Fakten, Fragen, Tipps und Mythen rund ums perfekte Läufer-Dinner
Geburtstagsbrunch, Firmenfeier, Weihnachtsessen - wie vermeidet man solche kulinarischen Versuchungen? Gar nicht.
Stimmt es, dass man auch als Läufer mal richtig schlemmen sollte? Ja. Genussvoll speisen ist gut für die Läuferseele. Das können auch gern mal ein paar Gänge sein. Man sollte aber darauf achten, dass
das Mahl nicht in sinnloser Völlerei endet. Und wenn schon, sollte man auch gleich einen ordentlichen Schwips dazupacken.
Gibt es dennoch Regeln, die man beachten kann?

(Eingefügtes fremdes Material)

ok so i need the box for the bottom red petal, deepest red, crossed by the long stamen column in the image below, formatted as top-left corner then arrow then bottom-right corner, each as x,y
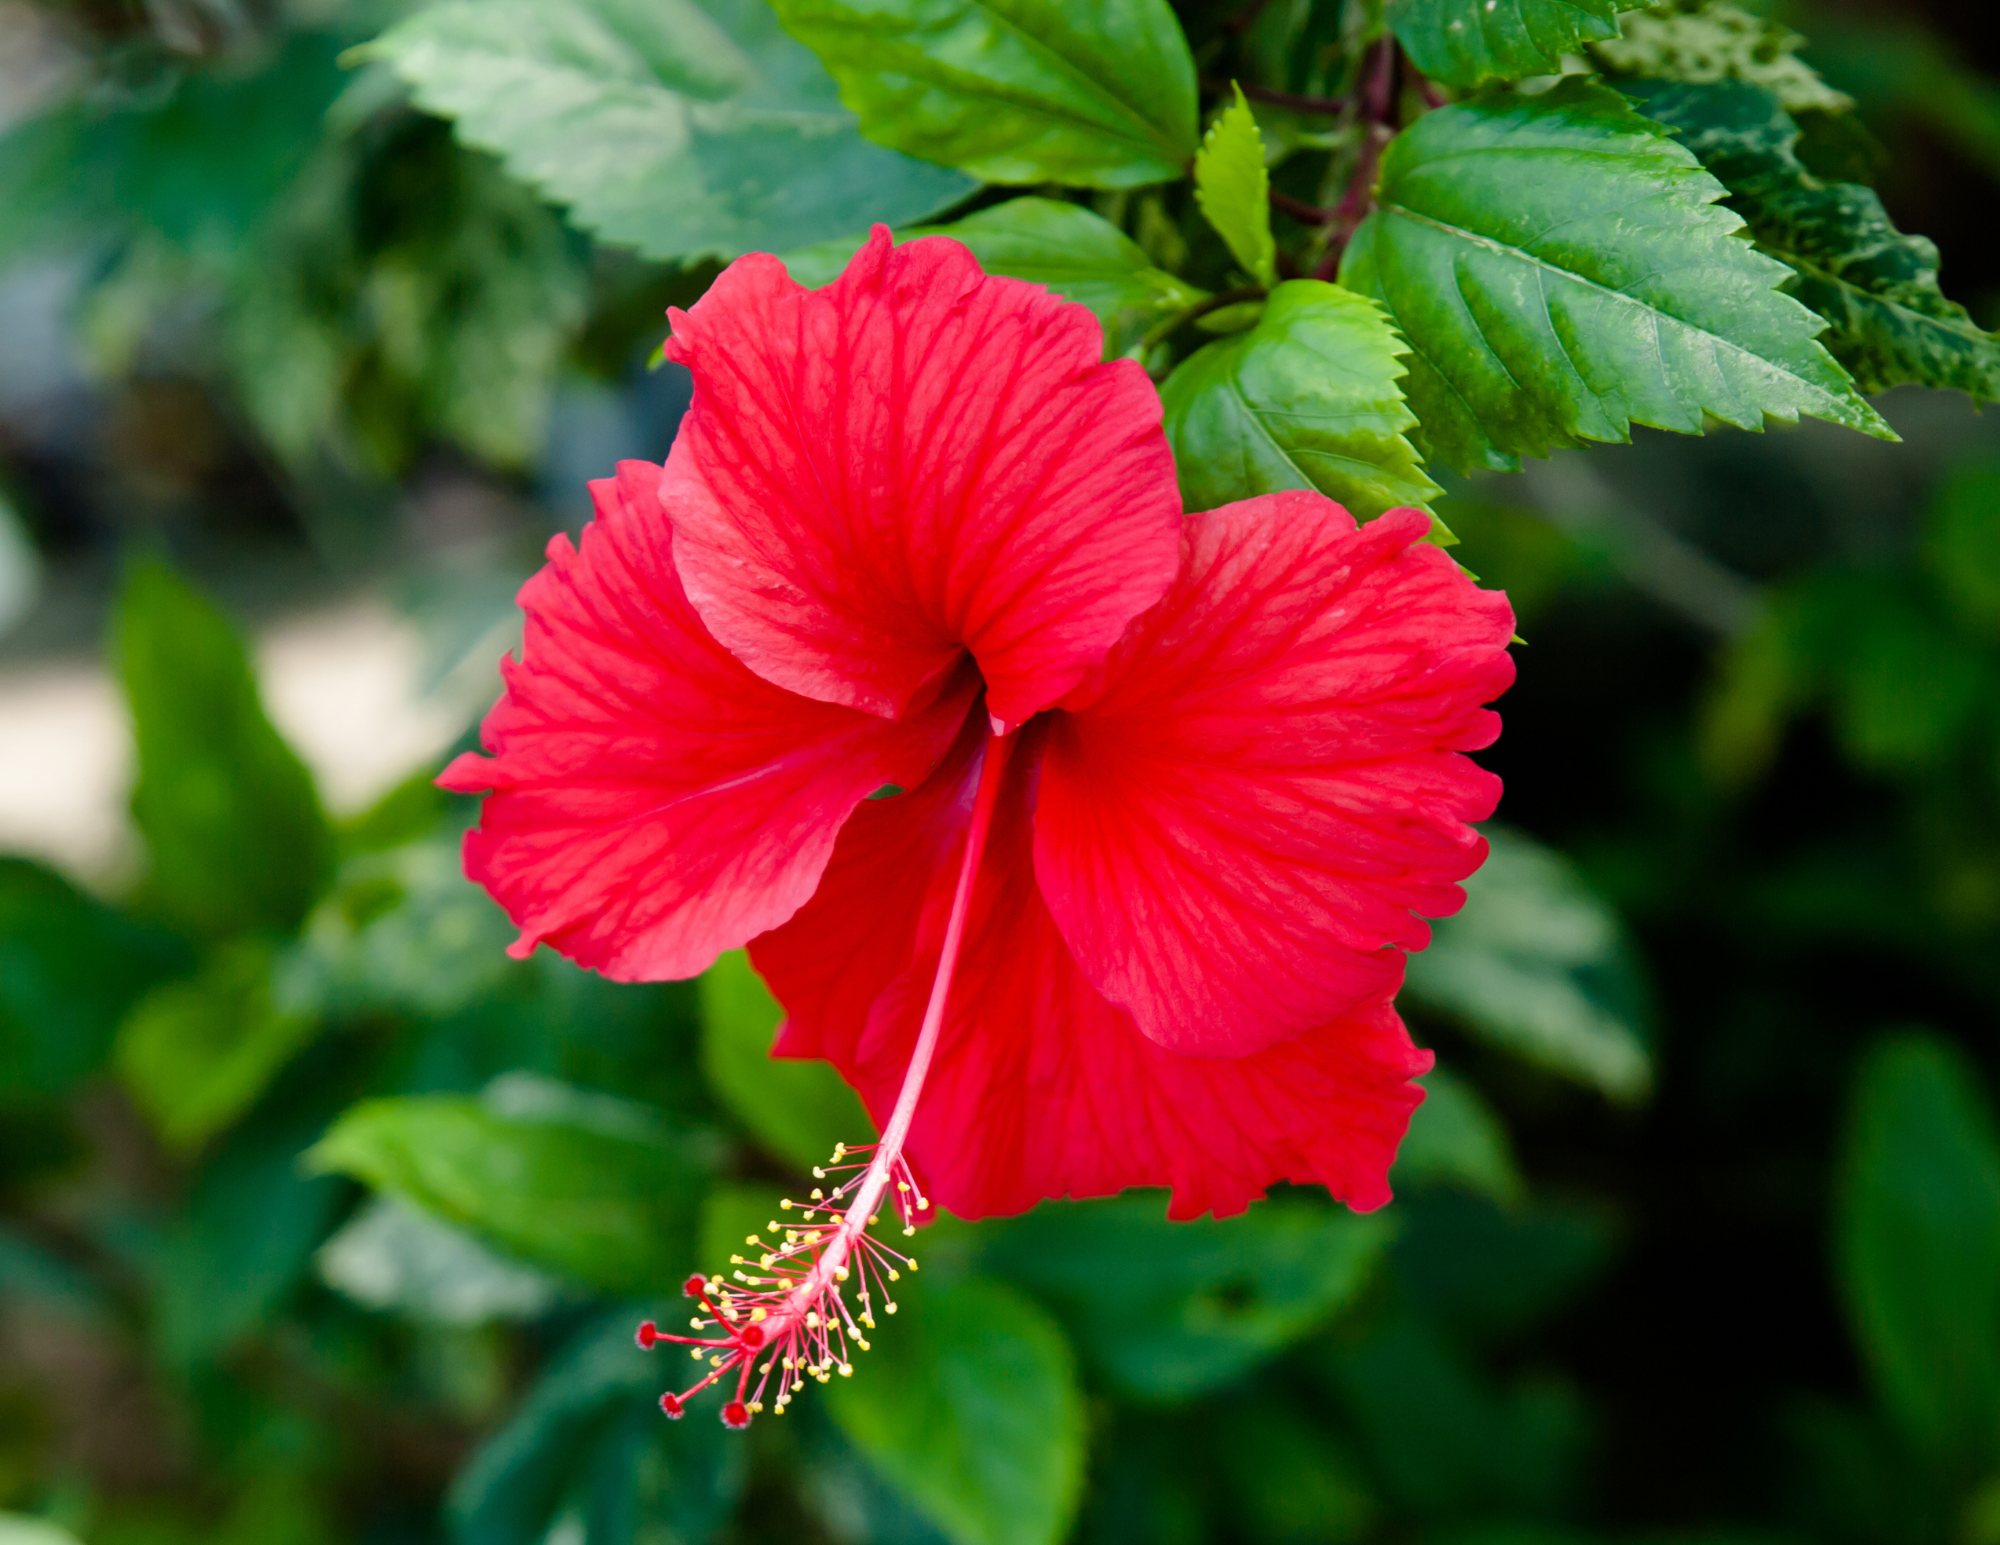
750,730 -> 1432,1219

Nie ausgehungert an den Tisch setzen. Wer hungrig ist, hat weniger Kontrolle über das, was er isst. Vor einem üppigen Menü eine klare Suppe essen, einen Salat oder etwas Brot - wirkt appetitzügelnd. Lieber mehrere kleine Gänge als wenige große essen - so merkt man schneller, dass man satt ist.
Hilft es, während des Menüs große Mengen Wasser zu trinken?

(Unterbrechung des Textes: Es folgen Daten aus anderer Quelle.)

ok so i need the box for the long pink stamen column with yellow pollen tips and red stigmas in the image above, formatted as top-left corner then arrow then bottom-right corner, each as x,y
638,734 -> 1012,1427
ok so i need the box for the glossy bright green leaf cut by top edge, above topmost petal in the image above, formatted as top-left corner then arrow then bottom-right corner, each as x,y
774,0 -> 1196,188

Zu viel Wasser füllt kurzfristig den Magen; man nimmt unter Umständen kleinere Portionen zu sich. Wenn man größere Mengen trinkt, verändert das aber den Mageninhalt und verlangsamt die ersten Schritte der Verdauung, weil die Magensäure verdünnt wird. Prinzipiell gilt: Kleine Mengen Wasser zum Essen schaden nicht.
Stimmt es, dass ich gesünder bin, wenn ich mich gesund ernähre?